Oscar Pistorius ha abbattuto le barriere della disabilità. Lo ha fatto prima qualificandosi per le Olimpiadi di Londra 2012 ed è entrato nella leggenda riuscendo ad agguantare la semifinale del 400 m piani. Forse non raggiungerà la finale: con le protesi è praticamente impossibile raggiungere i tempi richiesti. Ma il suo sogno si è avverato e continua. Nonostante qualche polemica.

Perché purtroppo c’è ancora chi sostiene che sia avvantaggiato dal fatto che “non può” accumulare l’acido lattico nelle gambe. Una definizione erronea, visto che l’impianto in fibra di titanio che sostituisce le sue gambe parte da sotto il  ginocchio, e che come ogni altro atleta Pistorius necessita di far funzionare in maniera adeguata, forse anche di più, i muscoli di tutto il corpo come un qualsiasi corridore.  Quel che è sicuro è che l’atleta sudafricano, con la sua impresa è entrato nella storia delle Olimpiadi e dello sport mondiale. Si tratta del primo atleta paraolimpico confrontatosi ufficialmente su pista con degli avversari normodotati.

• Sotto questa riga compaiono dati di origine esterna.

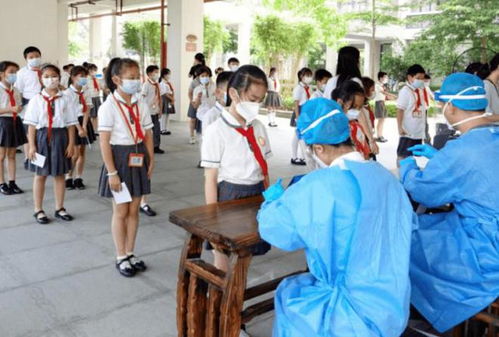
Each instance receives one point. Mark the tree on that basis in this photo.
(215, 35)
(143, 38)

E anche se la finale non dovesse arrivare, Oscar Pistorius è la dimostrazione che quasi tutte le barriere che una persona disabile incontra sono poste dall’uomo. Barriere architettoniche, regolamenti, scarsa assistenza. Non dipendono direttamente dalla condizione del malato ma dall’errata gestione di quelle che possono essere le difficoltà date dalla disabilità dei non normodotati.

Il giovane, con due protesi agli arti inferiori ha chiuso la sua perfomance al secondo posto in 45”44 alle spalle del dominicano Lugelin Santos (45”04), centrando il suo obiettivo di accesso alla semifinale. Commenta Oscar Pistorius:

E’ stata l’esperienza più emozionante, il pubblico è stato fantastico. Devo ringraziare la squadra che ha creduto in me così come io credo in loro. Essere qui è un sogno, un’esperienza incredibile. Quando sono uscito dal tunnel che conduce in pista ho visto i miei amici e la mia famiglia. Mia nonna, che ha 89 anni, era lì e sventolava la bandiera sudafricana. Sono stati semplicemente momenti fantastici. E’ stato difficile dividere tutte le emozioni dalla concentrazione per la gara. Il mio obiettivo era la qualificazione alla semifinale e l’ho centrato.

Il venticinquenne potrebbe scendere in campo anche nella staffetta dei 4 x 100.